While the influence and adaptability of European sources to modern jazz is a given, there seems to be little credit or credibility given to the Asian subcontinent. With his Asian American Jazz Trio, consisting of pianist Ted Lo and bassist Rufus Reid, drummer Akira Tana looks to Chinese and Japanese folk songs, television theme songs and popular music for inspiration. The result, Moon Over the World
, is a fascinating and engaging blend of Oriental themes with contemporary post bop.
Tana’s career extends back over twenty years, dozens of recordings and work with artists including Kenny Burrell, Sonny Rollins, Cedar Walton and Dizzy Gillespie, in addition to Tanareid, the group he has co-led for over ten years with Reid. Even at it most urgent, its most insistent, there is a certain delicacy to his playing. Rufus Reid is one of the busiest bassists in jazz, having appeared on well over two-hundred and fifty recordings with artists including Kenny Barron, Donald Byrd, Art Farmer and Dexter Gordon. Like Tana, there is a certain restraint about his playing, an understated sense of swing. Lo has recorded with artists including Ron Carter, Michael Franks, Herbie Mann and Airto Moreira/Flora Purim.
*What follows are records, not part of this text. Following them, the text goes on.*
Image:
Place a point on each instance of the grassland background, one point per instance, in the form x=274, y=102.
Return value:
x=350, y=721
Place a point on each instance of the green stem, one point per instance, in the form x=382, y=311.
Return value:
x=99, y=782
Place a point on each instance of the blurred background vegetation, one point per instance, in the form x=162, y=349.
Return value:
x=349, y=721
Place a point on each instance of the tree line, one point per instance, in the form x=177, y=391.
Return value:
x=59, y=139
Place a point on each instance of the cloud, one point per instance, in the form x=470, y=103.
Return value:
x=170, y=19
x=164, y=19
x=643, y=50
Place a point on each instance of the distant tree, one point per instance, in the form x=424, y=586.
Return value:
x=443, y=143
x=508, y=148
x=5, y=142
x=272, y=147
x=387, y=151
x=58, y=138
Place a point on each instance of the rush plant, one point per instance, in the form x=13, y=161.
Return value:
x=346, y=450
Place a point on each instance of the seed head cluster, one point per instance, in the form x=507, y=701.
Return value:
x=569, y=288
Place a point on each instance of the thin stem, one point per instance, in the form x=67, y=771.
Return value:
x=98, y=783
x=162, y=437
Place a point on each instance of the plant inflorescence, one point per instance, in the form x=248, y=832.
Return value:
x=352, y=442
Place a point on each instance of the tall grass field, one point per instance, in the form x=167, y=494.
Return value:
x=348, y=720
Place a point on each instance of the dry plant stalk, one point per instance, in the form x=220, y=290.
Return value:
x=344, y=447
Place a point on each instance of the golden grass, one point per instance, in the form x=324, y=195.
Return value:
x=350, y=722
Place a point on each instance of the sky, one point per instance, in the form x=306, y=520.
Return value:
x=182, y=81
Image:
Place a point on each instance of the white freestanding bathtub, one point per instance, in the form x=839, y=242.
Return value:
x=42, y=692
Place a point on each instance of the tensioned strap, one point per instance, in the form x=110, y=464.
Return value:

Mirroring Tana’s approach, there is a certain deftness, a clear tenderness, even on more energetic pieces like Lo’s own “Jewel’s Eyes.”
The three tracks based on traditional folk tunes have simple themes that are taken into post bop territory by way of Lo’s re-harmonizing the simple changes, and the simpatico of Tana and Reid’s rhythm section work. “Condor Man,” based on a folk song that was the theme for a popular kung fu television show, is treated as a fast samba; “Reflections of Love” centers around a light rhythmic pulse that breaks into an incredibly fast but light swing for Lo’s breakneck solo; the title track is poignant and pretty, certainly the most pop-oriented piece on the album.
In addition to one original each from the members of the trio, there are two pieces by contemporary Japanese writer Hiroshi Miyagawa; “Chinese Fingers” is so reminiscent of Horace Silver that Tana decided to include an actual Silver piece, the more brooding “Sweet Stuff.” The trio’s reading of the Jaco Pastorius staple “Three Views of a Secret” is rhythmically looser than most recorded versions; pared down to the trio format, the essential beauty of the piece is revealed.
Moon Over the World may only be the second album released by Tana as a leader, but, while it is clearly the work of a collective with remarkable empathy, he exhibits all the characteristics of a good leader: an ability to put together an attractive program with a concept, performed by a trio of musicians who clearly understand where he is trying to take it. Subtle and distinctive, Moon Over the World sheds light on a musical source that is far too rarely mined.